I didn’t know what I had done, but after the meeting I was walking back to the jock lounge with Larry and he turned toward me.

“Thanks, kid,” he said.

Apparently before I came in, the program director had been telling Larry he hated it, and Larry was defending it. When I backed him up by saying I thought it was funny, it defused the criticism, and Larry thought the new guy was alright.

On the other hand, not too long after that, I may have turned the tide in the other direction at least for a day. We were in a jock meeting, shooting the shit, and someone asked the seemingly innocuous question: “Who was more important to music — Elvis or the Beatles?”

“I don’t think Elvis was that great,” I said.

Well, I had no idea that Larry Lujack was a huge Elvis fan, but I found out pretty fast. Larry glared at me. And then he nearly spit the words at me, in his patented Lujack delivery.

“You don’t know anything about music, you… Phil… a… del… phia… FUCK!”

Years later I was at the station when the news came across the wire that Elvis had died (August 16, 1977). The first thing that crossed my mind was that nobody in the world would want to know this information more than Larry Lujack. (When someone calls you a Philadelphia fuck for not loving Elvis, you have a tendency to remember that sort of thing.)

So, I called him at home, and his wife answered.

“Judy,” I said, “It’s John Landecker. I’ve got something very important to tell Larry. Trust me; he’s going to want to know about this.”

“OK, hang on,” she said.

A few seconds later Larry growled on the phone. “Yeah?”

“Larry, it’s me, John Landecker. Elvis is dead.”
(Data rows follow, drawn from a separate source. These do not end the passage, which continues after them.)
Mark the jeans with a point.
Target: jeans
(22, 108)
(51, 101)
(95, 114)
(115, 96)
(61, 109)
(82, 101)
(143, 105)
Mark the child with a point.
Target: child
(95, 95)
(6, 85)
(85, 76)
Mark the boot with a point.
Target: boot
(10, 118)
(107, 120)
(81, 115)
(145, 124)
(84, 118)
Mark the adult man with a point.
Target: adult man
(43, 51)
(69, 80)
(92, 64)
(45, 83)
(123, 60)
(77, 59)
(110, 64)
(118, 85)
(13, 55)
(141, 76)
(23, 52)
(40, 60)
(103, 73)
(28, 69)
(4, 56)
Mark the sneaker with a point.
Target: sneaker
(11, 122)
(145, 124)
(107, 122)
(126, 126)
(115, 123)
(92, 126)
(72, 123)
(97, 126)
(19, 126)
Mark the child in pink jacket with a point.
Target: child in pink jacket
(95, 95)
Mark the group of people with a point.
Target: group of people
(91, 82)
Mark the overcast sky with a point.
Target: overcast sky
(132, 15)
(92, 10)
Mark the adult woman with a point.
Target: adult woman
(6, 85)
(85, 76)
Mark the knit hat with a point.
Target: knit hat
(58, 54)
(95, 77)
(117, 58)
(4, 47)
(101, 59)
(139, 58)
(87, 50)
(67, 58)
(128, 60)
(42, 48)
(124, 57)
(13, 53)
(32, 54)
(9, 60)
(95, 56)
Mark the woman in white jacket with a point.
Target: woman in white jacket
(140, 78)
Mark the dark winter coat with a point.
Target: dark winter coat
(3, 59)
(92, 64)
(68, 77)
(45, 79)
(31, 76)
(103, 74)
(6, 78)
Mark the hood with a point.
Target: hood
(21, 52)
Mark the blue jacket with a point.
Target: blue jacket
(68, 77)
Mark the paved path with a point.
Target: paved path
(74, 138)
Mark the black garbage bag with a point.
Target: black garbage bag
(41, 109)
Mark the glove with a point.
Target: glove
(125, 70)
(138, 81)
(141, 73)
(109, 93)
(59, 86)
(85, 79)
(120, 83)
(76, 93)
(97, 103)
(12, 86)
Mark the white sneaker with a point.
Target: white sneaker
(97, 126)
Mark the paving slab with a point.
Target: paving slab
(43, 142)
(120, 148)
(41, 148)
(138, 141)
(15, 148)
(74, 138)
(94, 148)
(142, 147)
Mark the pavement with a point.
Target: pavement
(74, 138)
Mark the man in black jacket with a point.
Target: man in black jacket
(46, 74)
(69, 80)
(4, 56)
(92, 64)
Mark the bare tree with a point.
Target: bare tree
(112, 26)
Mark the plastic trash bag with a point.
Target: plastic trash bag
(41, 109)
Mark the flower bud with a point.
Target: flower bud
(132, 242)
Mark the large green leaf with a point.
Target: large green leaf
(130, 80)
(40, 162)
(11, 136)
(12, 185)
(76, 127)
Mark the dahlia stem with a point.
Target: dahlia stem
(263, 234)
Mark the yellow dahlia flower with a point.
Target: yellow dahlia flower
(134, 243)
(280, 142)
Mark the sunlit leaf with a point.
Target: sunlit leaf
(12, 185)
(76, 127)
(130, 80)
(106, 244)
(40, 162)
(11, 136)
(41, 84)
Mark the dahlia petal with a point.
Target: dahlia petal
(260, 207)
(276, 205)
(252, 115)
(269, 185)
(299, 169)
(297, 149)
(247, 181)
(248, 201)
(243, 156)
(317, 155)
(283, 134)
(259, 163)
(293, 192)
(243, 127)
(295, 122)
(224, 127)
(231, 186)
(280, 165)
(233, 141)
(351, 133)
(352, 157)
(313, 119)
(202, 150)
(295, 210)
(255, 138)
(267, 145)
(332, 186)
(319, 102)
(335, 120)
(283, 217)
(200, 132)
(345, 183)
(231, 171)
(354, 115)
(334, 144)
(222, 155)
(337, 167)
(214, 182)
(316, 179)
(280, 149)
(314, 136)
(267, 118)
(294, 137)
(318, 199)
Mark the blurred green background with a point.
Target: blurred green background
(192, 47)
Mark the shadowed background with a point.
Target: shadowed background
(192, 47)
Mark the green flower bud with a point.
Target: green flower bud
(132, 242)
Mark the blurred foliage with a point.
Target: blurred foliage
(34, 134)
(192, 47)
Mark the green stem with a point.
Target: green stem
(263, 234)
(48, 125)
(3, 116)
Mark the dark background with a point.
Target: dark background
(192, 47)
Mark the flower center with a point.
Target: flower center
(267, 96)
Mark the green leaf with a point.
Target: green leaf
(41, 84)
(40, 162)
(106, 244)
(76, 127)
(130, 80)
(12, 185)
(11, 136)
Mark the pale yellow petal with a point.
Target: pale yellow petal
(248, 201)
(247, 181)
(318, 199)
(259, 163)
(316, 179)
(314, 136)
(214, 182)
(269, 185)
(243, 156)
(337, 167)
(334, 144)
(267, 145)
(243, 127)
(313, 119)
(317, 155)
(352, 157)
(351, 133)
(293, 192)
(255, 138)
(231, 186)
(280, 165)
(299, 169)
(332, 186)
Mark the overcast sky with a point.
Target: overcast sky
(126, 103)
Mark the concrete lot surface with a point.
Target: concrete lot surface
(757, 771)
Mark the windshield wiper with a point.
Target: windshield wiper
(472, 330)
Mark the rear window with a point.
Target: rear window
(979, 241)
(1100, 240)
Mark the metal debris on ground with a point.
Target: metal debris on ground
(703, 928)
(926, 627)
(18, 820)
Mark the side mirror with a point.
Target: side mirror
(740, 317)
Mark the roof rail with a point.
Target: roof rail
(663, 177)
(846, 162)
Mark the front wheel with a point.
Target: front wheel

“Who cares?” he growled again. “I’m taking a nap.”

About Lujack’s golf game: He told the story one day about having a “golf thought” while driving (a car), and so he stopped at a driving range in Kankakee, Ill. Armed with a cup of coffee, Lujack began to swing away, until it started to rain. This was some time after the Chernobyl nuclear disaster when fallout supposedly was drifting over the U.S. And as he watched the raindrops dripping into his coffee, Lujack said, he wondered if he was being irradiated by Chernobyl’s fallout. It doesn’t look funny in print, but it was funny enough on air to remember three decades later.

WLS History has a tribute to Lujack on its home page. The site also tells a story about a DJ meeting, where Landecker would argue about the playlist, Winston would suggest at 10-minute intervals that everybody be fired, and Lujack staring at the ceiling before interrupting the program director to tell him there was a fly on the ceiling.
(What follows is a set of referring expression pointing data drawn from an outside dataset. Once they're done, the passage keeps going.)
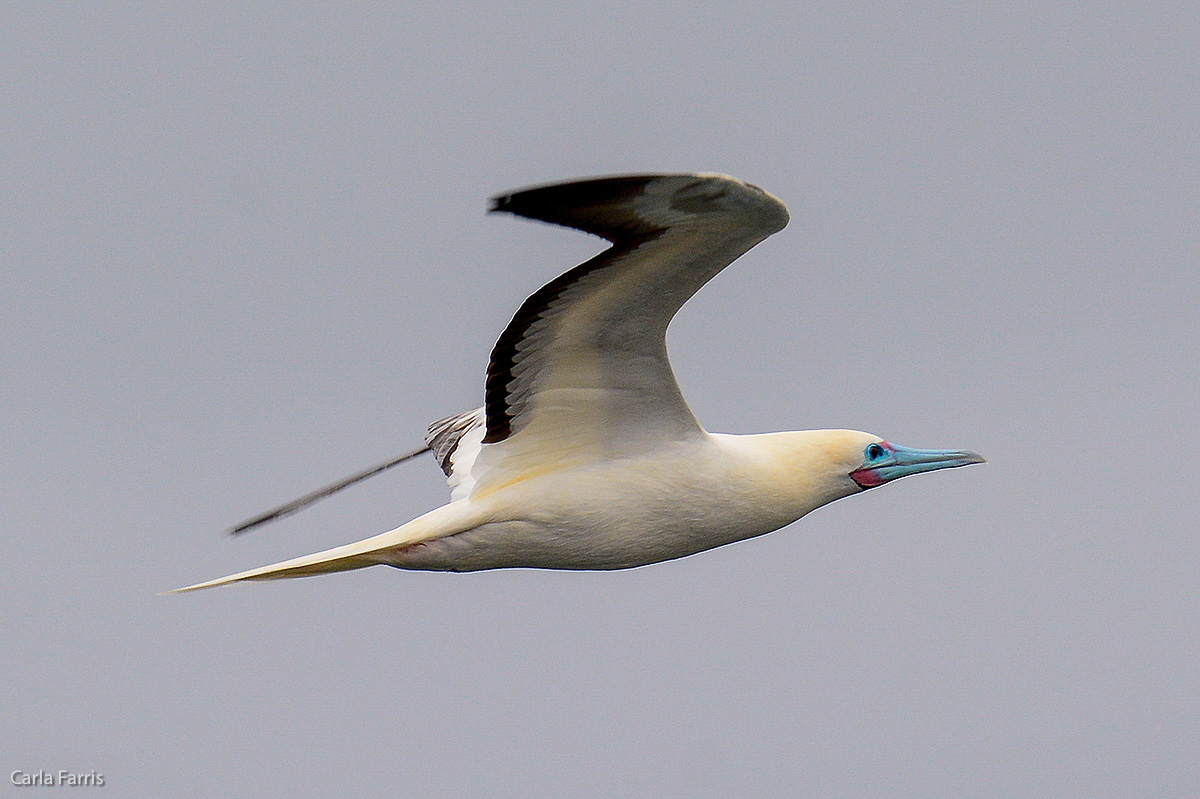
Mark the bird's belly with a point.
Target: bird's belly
(609, 526)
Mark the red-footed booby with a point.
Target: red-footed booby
(585, 454)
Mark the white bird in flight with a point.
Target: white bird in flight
(585, 454)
Lujack’s funniest regular segment was Animal Stories, which (in its “early morning rerun of the previous day’s edition”) woke me up each weekday morning at 6:45 to hear …

One of the Animal Stories that got repeated airplay was of a woman at a party who saw the host’s dog’s eating one of the hors d’oeuvres handed to her by someone, after which the person finished the food. When the woman telling the story commented about that, the food-sharer said she did that all the time with her own dog. To that, the narrator said she wouldn’t have had done that had she noticed that the dog had been previously licking his … followed by a series of tones to blot out the words every listener could fill in, followed by laughter and expressions of revulsion by Uncle Lar and Little Tommy.

Lujack and I had one interaction. (Besides my possession of a WLS Fantastic Plastic card, which was worthless in southern Wisconsin.) I helped plan a Boy Scouts trip to Chicago, and as part of it I tried to arrange a tour of the WLS studios, then at 360 N. Michigan Ave. (or, as Lujack’s colleague John Records Landecker called it, the fifth floor of the downtown Burger King). I got my letter back a few days later with a note from Lujack saying that he was sorry, but building security didn’t allow tours on weekends, signed “Lar.”)

Lujack reminds us WLS Musicradio listeners of the days when radio stations were not automated or voice-tracked, and DJs were allowed to have personalities.